Hans Knappertsbusch war ein Dirigent, der im Theaterkontext seine ganze Pracht entfaltete. Seine Studioaufnahmen geben zwar nur einen kleinen Einblick in seine Herangehensweise, können aber das intensive Erlebnis, das er im Opernhaus schuf, nicht wiedergeben. In dieser Aufführung wird er von einem der größten Orchester der Operngeschichte begleitet – jede Nuance der Streicher wird mit solcher Klarheit wiedergegeben, dass man beinahe die Melodie von ihnen diktieren könnte. Knappertsbusch war kein strenger Dirigent und bekannt dafür, es mit der Präzision des Ensembles oder gar der Proben nicht so genau zu nehmen. Dennoch scheint er sein Orchester stets dazu anzuspornen, den Geist der Musik zu erfassen und eine mitreißende, schwungvolle und fließende Aufführung zu schaffen, ohne dabei gehetzt oder kraftlos zu wirken.

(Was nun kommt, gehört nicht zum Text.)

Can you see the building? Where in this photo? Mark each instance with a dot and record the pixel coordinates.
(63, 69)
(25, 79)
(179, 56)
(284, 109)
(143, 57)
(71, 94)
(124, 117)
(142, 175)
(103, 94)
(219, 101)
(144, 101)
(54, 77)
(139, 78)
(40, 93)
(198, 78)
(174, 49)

Astrid Varnay übernimmt alle drei Brünnhilden und meistert die jeweils unterschiedlichen stimmlichen Anforderungen mit Präzision und beeindruckender Präsenz. Die Rolle des Siegfried teilen sich Bernd Aldenhoff und Wolfgang Windgassen . Obwohl die Aufteilung der Rolle mitunter den Fluss stören kann, tragen beide Tenöre mit ihrer gemeinsamen lyrischen Sensibilität zum Geschlossenheitsgefühl bei. Ludwig Suthaus , selbst ein gefeierter Siegfried, verleiht der Rolle des Loge mit viel Feingefühl und stimmlicher Kraft Ausdruck.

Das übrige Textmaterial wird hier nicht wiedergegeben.